For example, when the gut bacteria is healthy, the immune system responds quickly to colds and flus and infection. When the gut bacteria are not healthy, chronic chest infections may occur, as well as depression, anxiety, insomnia, and autoimmune diseases such as Coeliac, rheumatoid arthritis, Hashimoto’s, and elevated Natural Killer (NK) cells.

On the other hand, the CNS influences the digestive system in an unhealthy way when stress and anxiety promote the development of pathogenic types of gut bacteria. Stress can also lead to changes in the permeability of the lining of the intestines, allowing minute particles of food to leak through into the blood stream, which in turn stimulate unhealthy immune responses that may lead to allergies, food intolerances, and skin and autoimmune diseases.

Over two millennia ago the ancient Chinese medicine (CM) practitioners understood the gut-brain connection at a level that science is only now able to appreciate and explain. Consequently, science provides good evidence for the rationale behind key CM theories of the cause of disease and treatment protocols for digestive disorders. This is why a whole body holistic assessment is a good medical model; to identify all possible factors contributing to any given disease, whether it be digestive, mental health or immune related.

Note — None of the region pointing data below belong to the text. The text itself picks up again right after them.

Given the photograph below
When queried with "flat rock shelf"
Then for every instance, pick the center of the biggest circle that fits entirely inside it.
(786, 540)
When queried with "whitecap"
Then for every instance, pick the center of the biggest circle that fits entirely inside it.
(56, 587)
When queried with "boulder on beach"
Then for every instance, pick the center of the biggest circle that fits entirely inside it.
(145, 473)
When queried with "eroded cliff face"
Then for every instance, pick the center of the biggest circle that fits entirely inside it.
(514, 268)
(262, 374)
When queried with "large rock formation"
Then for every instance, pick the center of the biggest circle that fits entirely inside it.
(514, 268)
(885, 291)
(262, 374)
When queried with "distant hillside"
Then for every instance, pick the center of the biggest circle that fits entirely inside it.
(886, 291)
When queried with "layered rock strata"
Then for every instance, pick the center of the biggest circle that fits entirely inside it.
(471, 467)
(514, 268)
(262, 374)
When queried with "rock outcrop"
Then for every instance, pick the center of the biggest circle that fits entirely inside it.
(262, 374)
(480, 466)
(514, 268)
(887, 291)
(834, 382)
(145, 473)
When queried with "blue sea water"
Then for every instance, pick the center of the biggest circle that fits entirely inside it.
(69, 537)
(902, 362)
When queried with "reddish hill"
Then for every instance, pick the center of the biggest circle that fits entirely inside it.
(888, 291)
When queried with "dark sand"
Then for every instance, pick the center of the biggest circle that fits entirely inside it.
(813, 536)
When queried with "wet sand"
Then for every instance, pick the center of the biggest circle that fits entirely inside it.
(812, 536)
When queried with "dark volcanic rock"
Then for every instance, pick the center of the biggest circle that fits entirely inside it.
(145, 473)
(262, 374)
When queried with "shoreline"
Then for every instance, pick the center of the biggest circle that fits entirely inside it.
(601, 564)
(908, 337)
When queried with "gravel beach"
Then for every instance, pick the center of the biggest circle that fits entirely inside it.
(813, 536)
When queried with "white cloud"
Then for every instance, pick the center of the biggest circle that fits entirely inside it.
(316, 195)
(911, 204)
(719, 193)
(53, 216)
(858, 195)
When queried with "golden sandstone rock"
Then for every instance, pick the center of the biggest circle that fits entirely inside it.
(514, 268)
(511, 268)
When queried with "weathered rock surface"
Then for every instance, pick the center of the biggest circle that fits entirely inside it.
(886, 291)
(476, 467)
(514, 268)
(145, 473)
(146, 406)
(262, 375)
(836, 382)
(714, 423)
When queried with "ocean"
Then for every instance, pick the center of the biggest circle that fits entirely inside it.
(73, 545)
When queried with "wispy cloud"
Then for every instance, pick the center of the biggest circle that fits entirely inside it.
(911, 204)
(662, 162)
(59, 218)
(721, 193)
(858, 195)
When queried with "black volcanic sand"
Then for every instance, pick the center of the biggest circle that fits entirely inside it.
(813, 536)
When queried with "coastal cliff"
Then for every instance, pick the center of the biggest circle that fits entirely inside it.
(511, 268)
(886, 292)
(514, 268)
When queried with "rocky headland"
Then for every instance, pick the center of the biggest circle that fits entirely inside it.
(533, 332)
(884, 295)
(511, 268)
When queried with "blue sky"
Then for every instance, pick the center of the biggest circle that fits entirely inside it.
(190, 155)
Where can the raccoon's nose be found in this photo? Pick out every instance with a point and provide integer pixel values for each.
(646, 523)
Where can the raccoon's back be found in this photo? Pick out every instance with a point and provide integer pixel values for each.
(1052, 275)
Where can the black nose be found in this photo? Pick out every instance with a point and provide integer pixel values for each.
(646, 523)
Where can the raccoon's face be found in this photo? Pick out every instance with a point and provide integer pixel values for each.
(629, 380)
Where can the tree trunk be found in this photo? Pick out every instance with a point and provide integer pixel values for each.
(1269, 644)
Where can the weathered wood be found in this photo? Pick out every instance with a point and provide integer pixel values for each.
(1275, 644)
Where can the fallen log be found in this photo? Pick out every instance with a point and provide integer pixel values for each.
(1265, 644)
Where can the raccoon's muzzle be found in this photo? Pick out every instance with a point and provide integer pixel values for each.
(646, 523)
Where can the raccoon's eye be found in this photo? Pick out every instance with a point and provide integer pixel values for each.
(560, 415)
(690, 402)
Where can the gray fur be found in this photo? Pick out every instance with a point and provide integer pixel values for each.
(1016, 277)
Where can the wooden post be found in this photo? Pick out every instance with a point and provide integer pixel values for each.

For this reason the practitioners at the Rozelle Acupuncture and Chinese Medicine Centre Sydney take the time to make an holistic assessment (see About Us, Chinese Medicine, Acupuncture, and Chinese Herbal Medicine).

Further reading could be on: Serotonin, GABA, Glutathione and brain intestinal-microbe connection. Serotonin is a chemical and neurotransmitter, manufactured in the brain and intestines. 90% is found in the intestines, and the brain uses the serotonin it produces: http://www.pointofreturn.com/serotonin.

GABA (gamma-Aminobutyric acid) is an amino acid that acts as the principal calming neurotransmitter in the human central nervous system (CNS). A useful link for a more detailed explanation is: http://www.pointofreturn.com/gaba.html.

Glutathione is an amino acid, essential for cellular health and DNA synthesis and repair, good immunity and detoxification pathways. It is also an important anti-oxidant and anti-inflammatory: http://www.pointofreturn.com/glutathione.html.

Stephen M. Collins, Michael Surette and Premysl Bercik, The interplay between the intestinal microbiota and the brain: Nature Reviews Microbiology 10, 735-742 (November 2012). doi:10.1038/nrmicro2876.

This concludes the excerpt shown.